Can Your Model Preferences Be 'Inherited'? The RL Transferability Problem

Have you ever spent an entire afternoon organizing your phone — arranging apps into perfect folders, tuning every notification setting just right — and then switched to a new phone the next day, only to start all over?

Now replace “phone” with “AI model” and “home screen” with “the preferences you spent weeks training with RL.” Thomas Wolf from Hugging Face recently dropped a question on X that should make anyone doing model customization a little nervous: in a world where base models get replaced every few weeks, can your carefully taught preferences actually travel with you?

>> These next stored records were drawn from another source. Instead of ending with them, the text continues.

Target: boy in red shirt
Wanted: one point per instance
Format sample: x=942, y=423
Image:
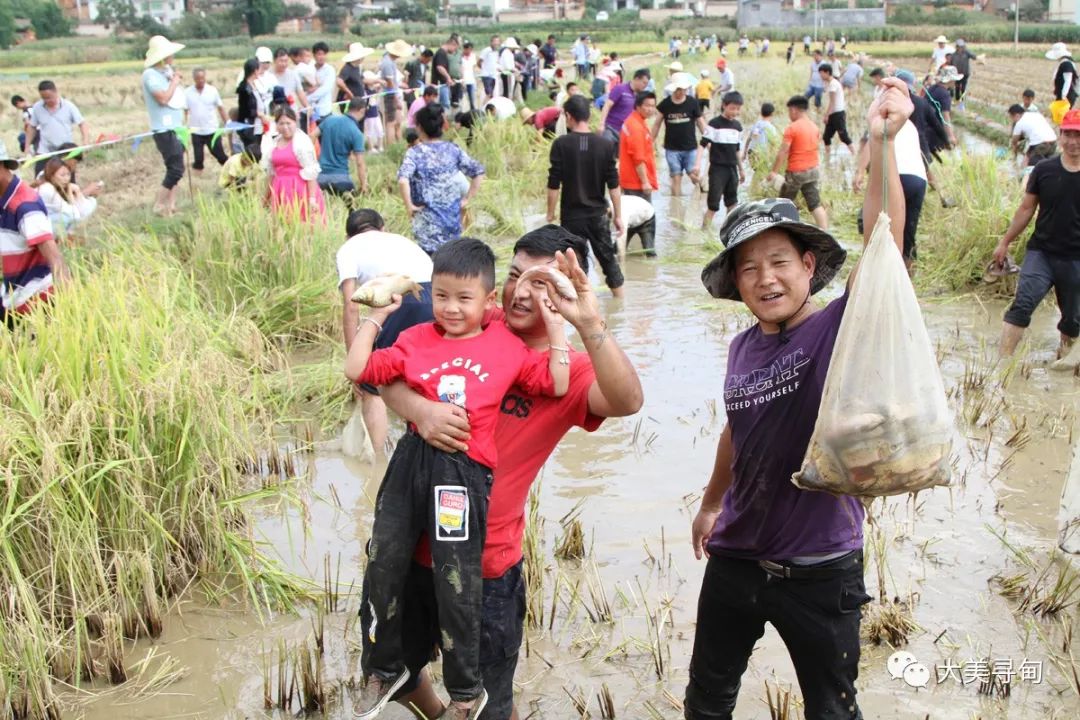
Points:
x=454, y=360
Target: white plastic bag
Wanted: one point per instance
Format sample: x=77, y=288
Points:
x=885, y=426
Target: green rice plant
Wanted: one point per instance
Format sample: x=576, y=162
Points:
x=127, y=412
x=955, y=245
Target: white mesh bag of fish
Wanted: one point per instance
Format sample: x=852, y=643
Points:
x=885, y=426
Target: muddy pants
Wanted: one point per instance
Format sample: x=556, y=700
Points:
x=444, y=496
x=817, y=616
x=596, y=229
x=1038, y=273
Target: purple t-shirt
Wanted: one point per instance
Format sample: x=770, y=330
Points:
x=771, y=394
x=622, y=104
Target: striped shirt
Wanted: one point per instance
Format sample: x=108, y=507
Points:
x=24, y=227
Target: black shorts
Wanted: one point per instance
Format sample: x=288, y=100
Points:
x=412, y=312
x=723, y=182
x=501, y=633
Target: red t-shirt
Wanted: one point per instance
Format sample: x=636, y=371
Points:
x=528, y=430
x=472, y=372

His answer: almost nobody is seriously working on this. (╯°□°)⁠╯

Models Update Too Fast — Customization Becomes Disposable

Let’s picture this. You’re an ML engineer on a team. You just spent two weeks using RLHF to get Llama 3 perfectly tuned to your company’s tone and response style. Your boss is happy. Users love it.

Then Llama 4 drops.

Better performance, faster inference, benchmarks crushed across the board. But all those preference settings you carefully trained? The reward signals, the LoRAs, the meticulously labeled preference data? All of it is locked to Llama 3. Now you have two options: stick with the old model that “gets you,” or grit your teeth and spend another two weeks training the new one from scratch.

Clawd 吐槽時間：

This is basically “switching phones” anxiety, but way worse. At least your phone has iCloud backup. Your RL preferences don’t even have a proper “export” button yet. And new models come out roughly ten times faster than new phones, so this pain is only going to get more frequent. Fun times ahead.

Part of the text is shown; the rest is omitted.